1. Introduction
In modern orthopedics, precise preoperative planning is essential for total knee arthroplasty (TKA), often relying on three-dimensional (3D) surgical planning through computed tomography (CT) scans and robotic systems like Stryker’s Mako
TM [
1,
2]. While CT-based planning is highly accurate, it presents challenges such as financial burdens, longer turnaround times, increased patient radiation exposure, and logistical complexities. Additionally, evolving healthcare reimbursement models in the United States may limit insurance coverage for CT scans, reducing patient access to these advanced technologies [
3].
Precise preoperative planning is critical for TKA to avoid implant sizing and alignment complications. Radiographs play a pivotal role in this process, with 3D CT-based approaches offering practical advantages. According to multiple studies, 3D CT planning of the knees offers advantages in accuracy over 2D knee radiographs and is required for certain robotic workflows. However, it comes with higher costs. Additionally, a major shortcoming of CT scans is that they are taken in non-weight-bearing positions, which fail to capture pathologies related to joint space narrowing while bearing weight.
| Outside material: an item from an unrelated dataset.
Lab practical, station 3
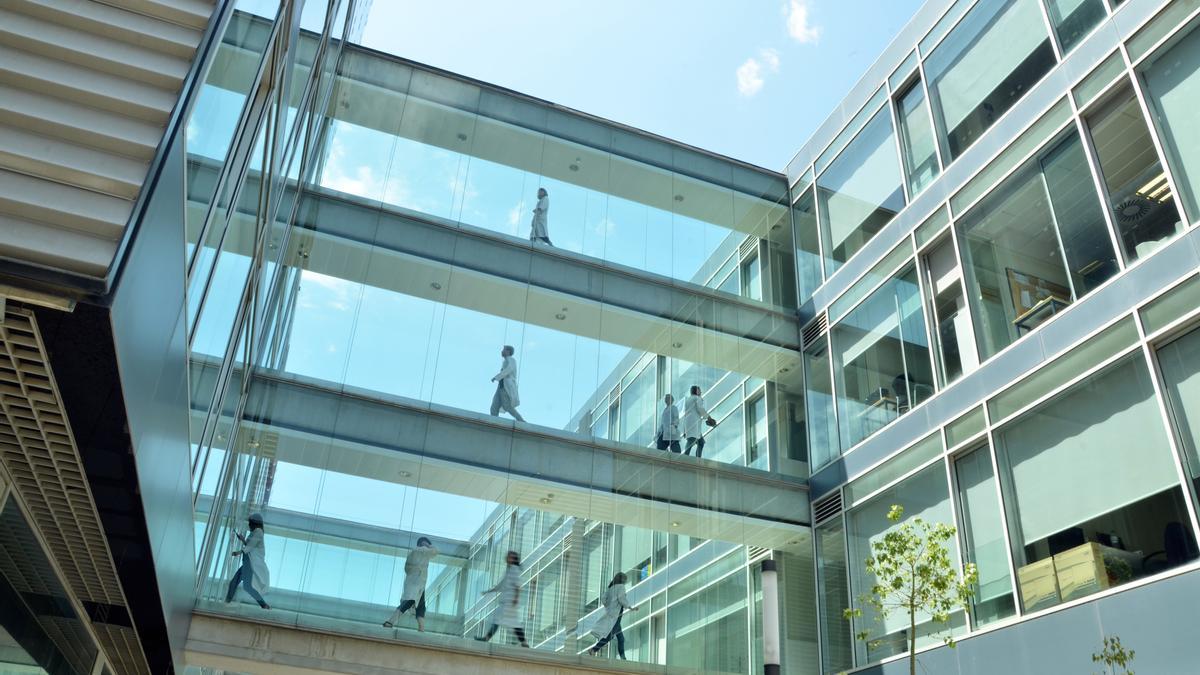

Personalized surgical instruments (PSIs) have also shown success in total knee replacement in comparison to conventional techniques. A PSI utilizes disposable cutting blocks customized to match a patient’s anatomy, eliminating the need for invasive pins and instrumentation of the intramedullary canals. However, a PSI’s success also depends on accurate digital bone surface data obtained from preoperative CT or MRI scans [
4,
5,
6,
7,
8].
Efforts have been made to explore X-ray-based two-dimensional-to-three-dimensional (2D–3D) reconstruction techniques for knee anatomy. Still, adoption has been slow due to concerns about accuracy in real-world pathological TKA cases. Most validation studies have been limited to healthy knee cadaver specimens, raising doubts about their applicability in clinical practice [
9].
Recent advancements in artificial intelligence (AI) have paved the way for innovative algorithms that can construct 3D bone reconstructions from 2D biplanar radiographs, offering a cost-effective alternative to traditional 3D imaging. These algorithms are based on statistical shape modeling (SSM) and require specialized calibration procedures and image acquisition protocols [
10,
11,
12]. To address these challenges, researchers have explored alternative approaches using SSM and multiple calibrated radiographic images to reconstruct patient-specific 3D surface models. SSM methods provide advantages by transforming morphological characteristics into a space governed by fundamental modes of variation. The quality of the results depends on the extent of morphological variability within the training dataset in addition to the quantity and orientation of the Digitally Reconstructed Radiographs (DRRs) [
13,
14]. RSIP XPlan.ai™ [
15] represents a groundbreaking solution driven by AI principles. This innovation combines machine learning models, trained on a diverse dataset of over 1000 pathological knee samples, with a robust 3D calibration technique for X-ray acquisition geometry. This study’s aim was to assess the accuracy of this novel 2D-to-3D knee reconstruction solution using clinically relevant data from a TKA patient cohort, comparing X-ray-based 3D reconstructions with corresponding patient CT scans.
2. Materials and Methods
The study took place at a major medical center, was approved by the institution’s IRB, and followed the applicable laws and regulations. The inclusion criteria for the study were adults (age > 18 years old) with diagnosed osteoarthritis referred to CT scans by their orthopedic surgeon. The average within-slice resolution of the CT scans was 0.49 mm (median: 0.37 mm; STD: 0.17 mm; max: 0.71 mm), and the average slice thickness was 0.61 mm (median: 0.6 mm; STD: 0.24 mm; max: 1 mm). All patients underwent standard anteroposterior (AP) and lateral knee X-rays while wearing the RSIP XPlan.ai™ calibration jig, which was strapped to the patient’s shin by the X-ray technician (
Figure 1). The pixel size of all X-ray images was 0.14 mm.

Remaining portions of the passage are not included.